According to Cryptometer data as of Thursday 03:35 UTC, Bitcoin (BTC) recorded approximately $1.9 billion in inflows and $2.2 billion in outflows over the prior 24 hours, resulting in a net outflow of $329.6 million. Ethereum (ETH) posted $1.0 billion in inflows versus $1.4 billion in outflows, for a net outflow of $357.4 million, the largest net outflow among major assets in the period.
Risk-sensitive altcoins also saw capital leave the market. Dogecoin (DOGE) logged a net outflow of $15.1 million, while NOT and Toncoin (TON) recorded net outflows of $11.7 million and $11.1 million, respectively—suggesting traders reduced exposure outside the large-cap complex.
In contrast, stablecoins attracted fresh capital. Tether (USDT) registered $179.7 million in inflows and $133.5 million in outflows, producing a net inflow of $46.1 million. USD Coin (USDC) also posted a net inflow of $43.6 million.
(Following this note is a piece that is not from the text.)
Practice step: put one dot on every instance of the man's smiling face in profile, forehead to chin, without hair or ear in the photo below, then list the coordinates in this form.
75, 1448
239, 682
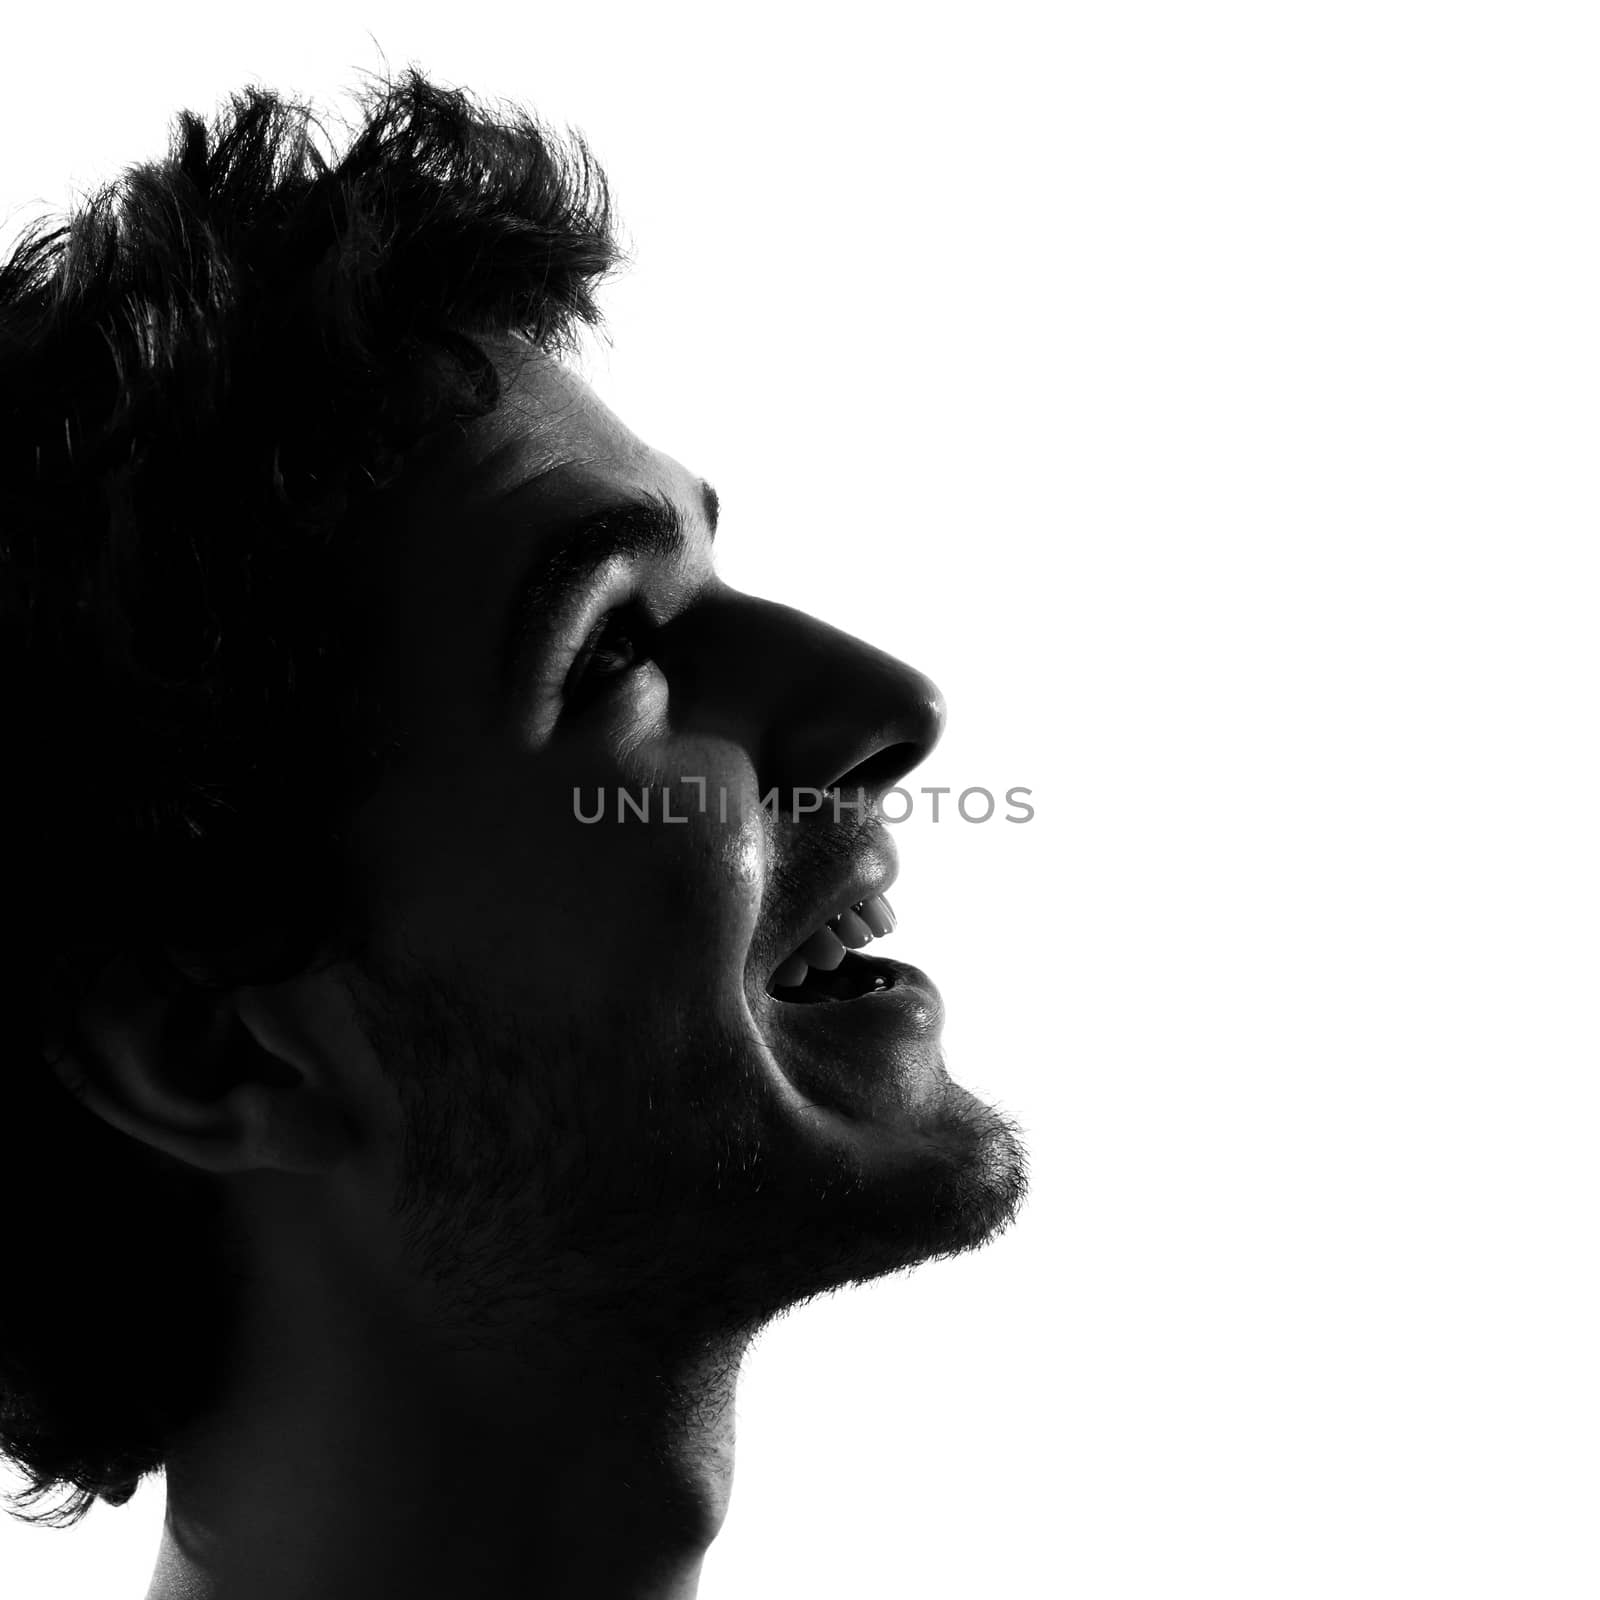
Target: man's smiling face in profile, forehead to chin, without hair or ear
626, 1031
The strongest inflow was concentrated in Wrapped Beacon ETH (WBETH), which led all tracked assets with a net inflow of $51.5 million. The outcome is often associated with “yield strategies” or exchange-linked wrapped products, where traders seek flexibility without fully increasing spot ETH exposure.
The divergence—heavy net outflows in BTC and ETH alongside steady stablecoin and wrapped-asset inflows—suggests a market leaning toward “capital preservation” and tactical positioning. If the pattern persists, it could indicate traders keeping “dry powder” on-chain while limiting directional exposure until clearer catalysts emerge.